Sarah Friedland marca aqui uma estreia bem promissora.

Porque, afinal, a noção de “eu” parte da acumulação de vivências, escolhas, recordações e remorsos recolhidos na mente de cada um. Nesse sentido, “Um Toque Familiar” vai além do estudo de personagem e almeja algo mais arriscado do ponto de vista conceptual. Propõe, assim, uma indagação sobre o que define o indivíduo e o quanto é possível esbater o que nos faz quem somos até deixarmos de ser essa pessoa, restando um espectro de carne e osso e pouco mais. Friedland em tudo evita o sensacionalismo, mantendo-se fiel àquela noção de dignidade para com Ruth, mas também para com Chalfant.
A atriz jamais se entende como um veículo para a exploração salaz do degredo humano, mas sim como intérprete de uma realidade insular que, por meio do engenho do cinema, tenta exteriorizar-se para o entendimento do público. Desde a fisicalidade daquele coquetismo enganado da primeira cena até ao sentimento de ultraje perante o embuste revelado, a serenidade que ela traz a momentos em que esperaríamos histeria ou a frieza no lugar onde o sentimentalismo seria mais comum, ela é uma mestra retratista capaz de evidenciar como, até no seu definhar, Ruth permanece uma mulher complexa.
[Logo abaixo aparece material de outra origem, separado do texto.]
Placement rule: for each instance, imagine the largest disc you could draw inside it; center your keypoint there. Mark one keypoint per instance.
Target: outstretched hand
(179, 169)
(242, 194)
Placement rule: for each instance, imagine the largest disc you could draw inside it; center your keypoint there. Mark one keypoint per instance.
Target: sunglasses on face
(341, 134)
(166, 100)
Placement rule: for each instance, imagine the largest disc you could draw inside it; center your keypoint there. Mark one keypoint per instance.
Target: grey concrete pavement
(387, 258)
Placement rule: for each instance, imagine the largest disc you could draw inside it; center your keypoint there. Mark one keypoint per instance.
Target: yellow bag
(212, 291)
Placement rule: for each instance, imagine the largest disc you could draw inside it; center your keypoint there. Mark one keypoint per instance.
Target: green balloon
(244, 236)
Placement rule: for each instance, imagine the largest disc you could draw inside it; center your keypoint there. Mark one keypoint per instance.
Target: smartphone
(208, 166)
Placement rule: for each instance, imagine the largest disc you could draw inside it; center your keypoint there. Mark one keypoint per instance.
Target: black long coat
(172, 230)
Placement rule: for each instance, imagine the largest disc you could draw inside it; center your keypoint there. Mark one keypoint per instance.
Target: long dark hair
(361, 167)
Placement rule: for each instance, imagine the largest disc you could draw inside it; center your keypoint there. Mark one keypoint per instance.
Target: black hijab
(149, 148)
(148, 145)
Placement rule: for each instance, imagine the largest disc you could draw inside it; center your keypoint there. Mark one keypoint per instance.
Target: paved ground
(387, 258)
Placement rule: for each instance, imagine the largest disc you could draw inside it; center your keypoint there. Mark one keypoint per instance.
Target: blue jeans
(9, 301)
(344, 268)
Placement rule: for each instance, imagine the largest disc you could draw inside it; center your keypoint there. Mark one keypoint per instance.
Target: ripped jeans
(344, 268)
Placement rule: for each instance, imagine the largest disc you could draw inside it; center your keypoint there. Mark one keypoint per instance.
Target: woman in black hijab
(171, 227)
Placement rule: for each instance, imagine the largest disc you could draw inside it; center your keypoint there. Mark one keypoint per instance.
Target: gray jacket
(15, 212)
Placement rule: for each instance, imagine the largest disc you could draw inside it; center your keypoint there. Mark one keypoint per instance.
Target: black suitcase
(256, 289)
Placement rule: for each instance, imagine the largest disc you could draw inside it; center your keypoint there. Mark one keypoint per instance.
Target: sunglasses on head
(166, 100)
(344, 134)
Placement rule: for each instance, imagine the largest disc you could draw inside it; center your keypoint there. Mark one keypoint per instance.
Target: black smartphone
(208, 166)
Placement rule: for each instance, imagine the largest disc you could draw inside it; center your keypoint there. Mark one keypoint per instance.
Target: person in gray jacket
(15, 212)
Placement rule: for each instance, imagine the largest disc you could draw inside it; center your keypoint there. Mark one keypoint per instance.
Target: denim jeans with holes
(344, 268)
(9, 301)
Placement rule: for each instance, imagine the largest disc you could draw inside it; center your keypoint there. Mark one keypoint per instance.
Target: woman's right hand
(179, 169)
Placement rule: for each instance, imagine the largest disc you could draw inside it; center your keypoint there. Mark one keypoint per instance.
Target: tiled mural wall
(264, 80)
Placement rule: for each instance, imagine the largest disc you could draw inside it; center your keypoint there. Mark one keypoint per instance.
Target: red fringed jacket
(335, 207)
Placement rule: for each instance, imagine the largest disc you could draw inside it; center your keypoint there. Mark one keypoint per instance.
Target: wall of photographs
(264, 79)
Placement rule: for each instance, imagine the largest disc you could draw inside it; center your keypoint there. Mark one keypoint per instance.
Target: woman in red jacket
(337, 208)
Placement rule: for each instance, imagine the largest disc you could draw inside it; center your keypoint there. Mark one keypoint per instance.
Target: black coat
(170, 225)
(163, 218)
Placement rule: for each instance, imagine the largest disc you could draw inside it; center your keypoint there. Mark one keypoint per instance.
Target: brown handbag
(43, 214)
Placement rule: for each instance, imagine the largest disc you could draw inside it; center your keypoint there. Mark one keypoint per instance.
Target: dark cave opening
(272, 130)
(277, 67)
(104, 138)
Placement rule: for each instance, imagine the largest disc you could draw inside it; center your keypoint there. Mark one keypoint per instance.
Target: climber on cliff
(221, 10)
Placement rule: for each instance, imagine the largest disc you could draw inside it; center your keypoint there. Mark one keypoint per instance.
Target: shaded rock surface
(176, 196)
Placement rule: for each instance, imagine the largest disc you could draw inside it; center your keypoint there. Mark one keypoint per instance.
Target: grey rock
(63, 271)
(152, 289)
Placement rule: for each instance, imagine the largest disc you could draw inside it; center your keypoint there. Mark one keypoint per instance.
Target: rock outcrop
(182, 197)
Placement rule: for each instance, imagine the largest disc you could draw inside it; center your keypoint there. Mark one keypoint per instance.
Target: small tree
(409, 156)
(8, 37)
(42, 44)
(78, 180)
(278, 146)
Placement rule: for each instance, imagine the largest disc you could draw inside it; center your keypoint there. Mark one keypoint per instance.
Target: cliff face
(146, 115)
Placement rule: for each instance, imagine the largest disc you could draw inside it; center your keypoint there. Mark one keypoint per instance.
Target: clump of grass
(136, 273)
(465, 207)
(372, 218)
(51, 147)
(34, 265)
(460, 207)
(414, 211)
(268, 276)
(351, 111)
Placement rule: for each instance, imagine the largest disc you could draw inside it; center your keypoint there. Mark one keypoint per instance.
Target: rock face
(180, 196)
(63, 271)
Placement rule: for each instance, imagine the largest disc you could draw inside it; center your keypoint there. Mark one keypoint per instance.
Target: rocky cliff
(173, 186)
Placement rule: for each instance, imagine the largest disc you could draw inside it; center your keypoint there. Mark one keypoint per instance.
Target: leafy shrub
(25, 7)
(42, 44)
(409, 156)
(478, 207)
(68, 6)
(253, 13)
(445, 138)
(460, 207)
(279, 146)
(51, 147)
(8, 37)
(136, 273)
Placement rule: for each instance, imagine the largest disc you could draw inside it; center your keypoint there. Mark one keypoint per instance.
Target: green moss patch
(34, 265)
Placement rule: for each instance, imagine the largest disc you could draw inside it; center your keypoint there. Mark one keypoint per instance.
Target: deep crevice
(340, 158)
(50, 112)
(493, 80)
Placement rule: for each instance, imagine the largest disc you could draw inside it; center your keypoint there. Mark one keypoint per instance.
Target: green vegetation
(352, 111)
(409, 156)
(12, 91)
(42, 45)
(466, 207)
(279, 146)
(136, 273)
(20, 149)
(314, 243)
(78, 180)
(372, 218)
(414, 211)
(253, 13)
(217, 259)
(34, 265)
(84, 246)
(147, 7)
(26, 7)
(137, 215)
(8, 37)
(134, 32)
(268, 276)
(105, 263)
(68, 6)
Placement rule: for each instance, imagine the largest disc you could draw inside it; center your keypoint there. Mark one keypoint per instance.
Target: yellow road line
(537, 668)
De facto, ela é um daqueles milagres cinematográficos que merecem, talvez até exijam, uma ovação de pé. Se ela fosse uma atriz em início de carreira, poderíamos esperar que daqui nascesse uma estrela, mas Kathleen Chalfant já é uma estrela. Ela é um astro consagrado dos palcos americanos e, através de “Um Toque Familiar”, podemos perceber alguma da imensidão que as audiências dos teatros nova-iorquinos tiveram a sorte de apreciar desde a sua estreia nos anos 70. Mas, se para a atriz, este filme é a cereja no topo do bolo que é uma carreira com meio século, “Um Toque Familiar” serve como anunciação de Friedland enquanto cineasta do futuro, já celebrada até no Festival de Veneza.
A mise-en-scène que negocia a perspetiva da personagem principal e o modo como os outros a observam indicam a astúcia de uma classicista. Contudo, há experimentação no projeto também, nomeadamente no uso de elementos de documentário, mesclando o texto dramático com o cenário de um verdadeiro lar de idosos, seus habitantes e trabalhadores a interpretarem versões de si mesmos ou somente a existirem perante o olhar das câmaras. Nessa pontada de neorrealismo, “Um Toque Familiar” mostra-se muito mais do que uma mera montra para os talentos de Kathleen Chalfant. É isso, sim, mas muito mais também.
Um Toque Familiar
Conclusão:
- A grande atriz de teatro Kathleen Chalfant mostra que tem tudo o que é preciso para ser uma diva do grande ecrã. Seu retrato de uma mulher a cambalear no abismo da demência traz dignidade a um papel que muitos outros intérpretes tornariam em espetáculo grotesco ou, porventura, algum melodrama a puxar a lágrima.
- Convém, contudo, dizer que “Um Toque Familiar” não é somente um pódio em forma de filme, um qualquer alicerce cinematográfico para a admiração de uma artista dos palcos a partilhar sua glória com novo público. Na verdade, afirma-se um estudo sobre os limites da identidade e sua relação com a fragilidade da memória.
- É ainda a estreia de Sarah Friedland nas longas-metragens, combinando um estudo de personagem muito ao estilo do que se faz no cinema independente americano desde que Cassavetes revolucionou o sistema com um suave neorrealismo, hibridizando facto e ficção enquanto documenta o dia-a-dia num lar de idosos em degeneração cognitiva.